Daarnaast zijn de volgende beginselen van toepassing: (a)
persoonsgegevens moeten redelijk en rechtmatig
worden verwerkt; (b)
de persoonsgegevens moeten voor het welbepaalde,
uitdrukkelijk omschreven en gerechtvaardigde doel van de tenuitvoerlegging van
deze overeenkomst worden verkregen en mogen door de meedelende of ontvangende
autoriteit niet verder worden verwerkt op een wijze die onverenigbaar is met
dat doel; (c)
persoonsgegevens moeten toereikend, ter zake
dienend en niet bovenmatig zijn, uitgaande van de doeleinden waarvoor zij
worden verzameld en/of vervolgens worden verwerkt; de verstrekte
persoonsgegevens mogen met name uitsluitend betrekking hebben op: –
de identiteit van de over te dragen persoon (bv.

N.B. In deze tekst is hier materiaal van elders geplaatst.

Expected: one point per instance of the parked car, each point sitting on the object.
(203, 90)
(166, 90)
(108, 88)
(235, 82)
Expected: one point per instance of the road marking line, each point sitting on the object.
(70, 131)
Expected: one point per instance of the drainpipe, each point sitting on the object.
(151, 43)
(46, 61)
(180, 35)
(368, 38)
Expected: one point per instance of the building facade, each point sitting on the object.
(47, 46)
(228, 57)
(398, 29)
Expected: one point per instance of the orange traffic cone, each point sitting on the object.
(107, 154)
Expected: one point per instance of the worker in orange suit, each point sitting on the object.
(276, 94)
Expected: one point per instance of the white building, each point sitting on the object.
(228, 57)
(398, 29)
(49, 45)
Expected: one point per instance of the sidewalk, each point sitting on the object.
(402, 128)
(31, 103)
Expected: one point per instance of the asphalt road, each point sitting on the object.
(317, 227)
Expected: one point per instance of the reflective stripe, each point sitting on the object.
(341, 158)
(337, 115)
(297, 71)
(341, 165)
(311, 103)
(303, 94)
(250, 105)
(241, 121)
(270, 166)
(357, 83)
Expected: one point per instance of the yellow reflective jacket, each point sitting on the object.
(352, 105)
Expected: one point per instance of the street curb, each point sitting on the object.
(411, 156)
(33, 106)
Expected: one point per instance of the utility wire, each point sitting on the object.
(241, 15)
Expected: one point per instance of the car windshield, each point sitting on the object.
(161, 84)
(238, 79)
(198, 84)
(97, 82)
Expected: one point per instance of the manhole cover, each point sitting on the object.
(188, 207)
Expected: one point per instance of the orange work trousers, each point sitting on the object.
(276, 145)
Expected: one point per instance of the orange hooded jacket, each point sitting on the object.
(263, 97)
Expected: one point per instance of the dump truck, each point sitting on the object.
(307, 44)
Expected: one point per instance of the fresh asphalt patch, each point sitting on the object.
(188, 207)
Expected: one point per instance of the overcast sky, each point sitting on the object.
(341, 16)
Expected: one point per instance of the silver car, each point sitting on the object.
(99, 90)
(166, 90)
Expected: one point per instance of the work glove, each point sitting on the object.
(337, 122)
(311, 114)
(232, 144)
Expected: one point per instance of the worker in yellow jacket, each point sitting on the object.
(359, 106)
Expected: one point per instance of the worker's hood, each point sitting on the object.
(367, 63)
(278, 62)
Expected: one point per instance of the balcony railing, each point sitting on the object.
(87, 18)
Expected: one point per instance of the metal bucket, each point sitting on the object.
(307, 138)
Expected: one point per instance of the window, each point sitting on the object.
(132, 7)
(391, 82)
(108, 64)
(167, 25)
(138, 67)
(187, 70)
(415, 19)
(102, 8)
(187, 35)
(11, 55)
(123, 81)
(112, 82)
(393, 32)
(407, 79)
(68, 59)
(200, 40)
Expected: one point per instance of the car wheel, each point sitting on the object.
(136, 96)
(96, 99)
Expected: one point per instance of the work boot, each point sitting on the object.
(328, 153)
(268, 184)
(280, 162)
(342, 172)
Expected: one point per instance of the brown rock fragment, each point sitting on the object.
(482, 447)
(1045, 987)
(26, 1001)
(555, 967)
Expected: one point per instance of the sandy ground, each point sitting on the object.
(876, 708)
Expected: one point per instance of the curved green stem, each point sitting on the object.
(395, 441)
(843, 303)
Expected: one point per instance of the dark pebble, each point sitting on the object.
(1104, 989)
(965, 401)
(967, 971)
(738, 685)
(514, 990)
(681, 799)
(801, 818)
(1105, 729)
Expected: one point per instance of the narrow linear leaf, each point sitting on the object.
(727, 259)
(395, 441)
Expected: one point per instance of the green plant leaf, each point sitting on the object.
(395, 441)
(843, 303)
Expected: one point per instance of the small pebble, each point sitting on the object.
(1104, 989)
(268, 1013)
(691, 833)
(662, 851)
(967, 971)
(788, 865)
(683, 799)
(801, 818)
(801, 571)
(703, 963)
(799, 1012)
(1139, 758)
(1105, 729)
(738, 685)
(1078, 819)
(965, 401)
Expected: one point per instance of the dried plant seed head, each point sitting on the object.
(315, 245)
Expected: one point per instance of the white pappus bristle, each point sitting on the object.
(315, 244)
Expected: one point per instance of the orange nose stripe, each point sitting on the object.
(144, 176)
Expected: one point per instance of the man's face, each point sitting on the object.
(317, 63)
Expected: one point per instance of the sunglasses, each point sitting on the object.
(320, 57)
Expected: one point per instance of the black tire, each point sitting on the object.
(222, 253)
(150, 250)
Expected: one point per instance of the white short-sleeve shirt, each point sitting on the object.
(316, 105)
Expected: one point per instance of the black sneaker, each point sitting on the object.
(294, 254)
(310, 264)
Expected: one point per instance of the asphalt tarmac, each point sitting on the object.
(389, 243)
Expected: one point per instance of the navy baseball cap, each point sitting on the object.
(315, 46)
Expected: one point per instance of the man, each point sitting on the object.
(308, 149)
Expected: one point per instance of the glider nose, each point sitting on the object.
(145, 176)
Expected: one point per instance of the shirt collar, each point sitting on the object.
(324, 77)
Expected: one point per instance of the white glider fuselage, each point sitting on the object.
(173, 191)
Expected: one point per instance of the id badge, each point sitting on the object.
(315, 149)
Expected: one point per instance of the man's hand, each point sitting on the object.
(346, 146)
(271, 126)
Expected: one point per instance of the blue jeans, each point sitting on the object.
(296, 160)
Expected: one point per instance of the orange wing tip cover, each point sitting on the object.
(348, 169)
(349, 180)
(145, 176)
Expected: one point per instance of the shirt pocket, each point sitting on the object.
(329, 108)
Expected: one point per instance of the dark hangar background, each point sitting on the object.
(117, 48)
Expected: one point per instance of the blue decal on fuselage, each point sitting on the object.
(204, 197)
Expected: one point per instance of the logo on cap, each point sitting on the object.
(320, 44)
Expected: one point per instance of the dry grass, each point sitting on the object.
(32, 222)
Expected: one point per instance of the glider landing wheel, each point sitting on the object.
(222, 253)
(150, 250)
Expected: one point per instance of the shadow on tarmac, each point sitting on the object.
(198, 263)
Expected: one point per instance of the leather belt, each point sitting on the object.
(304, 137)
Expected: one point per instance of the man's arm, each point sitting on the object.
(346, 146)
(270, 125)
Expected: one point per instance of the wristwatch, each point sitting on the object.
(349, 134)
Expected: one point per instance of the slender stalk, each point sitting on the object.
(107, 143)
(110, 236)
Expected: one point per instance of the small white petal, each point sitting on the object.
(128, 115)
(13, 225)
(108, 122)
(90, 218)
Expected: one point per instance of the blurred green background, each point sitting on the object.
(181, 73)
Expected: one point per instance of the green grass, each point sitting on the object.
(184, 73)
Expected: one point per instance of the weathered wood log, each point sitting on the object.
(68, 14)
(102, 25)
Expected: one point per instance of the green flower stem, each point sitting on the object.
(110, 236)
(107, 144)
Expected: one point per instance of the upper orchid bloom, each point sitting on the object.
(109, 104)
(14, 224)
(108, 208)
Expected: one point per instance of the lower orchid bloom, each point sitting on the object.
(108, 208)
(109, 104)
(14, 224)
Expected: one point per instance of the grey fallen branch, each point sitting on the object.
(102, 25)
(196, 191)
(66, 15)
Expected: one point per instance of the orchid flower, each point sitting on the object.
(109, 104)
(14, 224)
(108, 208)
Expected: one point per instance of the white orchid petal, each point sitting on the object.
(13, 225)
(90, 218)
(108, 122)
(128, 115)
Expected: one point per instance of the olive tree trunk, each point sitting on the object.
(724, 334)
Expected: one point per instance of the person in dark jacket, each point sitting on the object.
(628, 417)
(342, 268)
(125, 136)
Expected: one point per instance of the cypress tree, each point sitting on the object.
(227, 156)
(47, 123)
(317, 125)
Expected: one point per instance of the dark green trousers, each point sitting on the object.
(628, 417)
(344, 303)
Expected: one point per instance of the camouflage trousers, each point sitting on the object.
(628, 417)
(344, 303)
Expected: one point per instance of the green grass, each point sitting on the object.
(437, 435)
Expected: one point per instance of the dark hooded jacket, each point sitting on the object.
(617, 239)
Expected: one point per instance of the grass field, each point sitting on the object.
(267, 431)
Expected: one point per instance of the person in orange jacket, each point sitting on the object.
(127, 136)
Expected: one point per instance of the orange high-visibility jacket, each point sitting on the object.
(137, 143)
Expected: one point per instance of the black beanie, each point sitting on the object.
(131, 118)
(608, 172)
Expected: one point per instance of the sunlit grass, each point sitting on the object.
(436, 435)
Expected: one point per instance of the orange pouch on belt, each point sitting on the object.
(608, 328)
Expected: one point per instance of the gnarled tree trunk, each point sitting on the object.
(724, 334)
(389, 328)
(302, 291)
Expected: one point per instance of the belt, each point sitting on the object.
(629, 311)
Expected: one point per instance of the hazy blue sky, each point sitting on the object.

voornamen, familienaam, vroegere namen, andere namen die de betrokken persoon
gebruikt of onder welke hij bekend staat, geslacht, burgerlijke staat,
geboortedatum en -plaats, huidige en eventuele vroegere nationaliteit); –
paspoort, identiteitskaart of rijbewijs (nummer,
geldigheidstermijn, datum van afgifte, afgevende autoriteit, plaats van
afgifte); –
stopplaatsen en reisroutes; –
andere voor identificatie van de over te dragen
persoon of voor het onderzoek van de overnamevereisten uit hoofde van deze
overeenkomst dienstige gegevens; (d)
persoonsgegevens moeten nauwkeurig zijn en moeten
zo nodig worden bijgewerkt; (e)
persoonsgegevens mogen in een vorm die het mogelijk
maakt de betrokkenen te identificeren, niet langer worden bewaard dan voor de
verwezenlijking van de doeleinden waarvoor zij worden verzameld of vervolgens
worden verwerkt, noodzakelijk is; (f)
de meedelende en de ontvangende autoriteit nemen
alle maatregelen die nodig zijn om te zorgen voor een passende rectificatie,
uitwissing of afscherming van persoonsgegevens wanneer de verwerking niet in
overeenstemming is met de bepalingen van dit artikel, met name doordat de gegevens
ontoereikend, irrelevant of niet correct zijn, of excessief ten opzichte van
het doel van de verwerking. Dit behelst tevens de kennisgeving van elke
rectificatie, uitwissing of afscherming aan de andere partij; (g)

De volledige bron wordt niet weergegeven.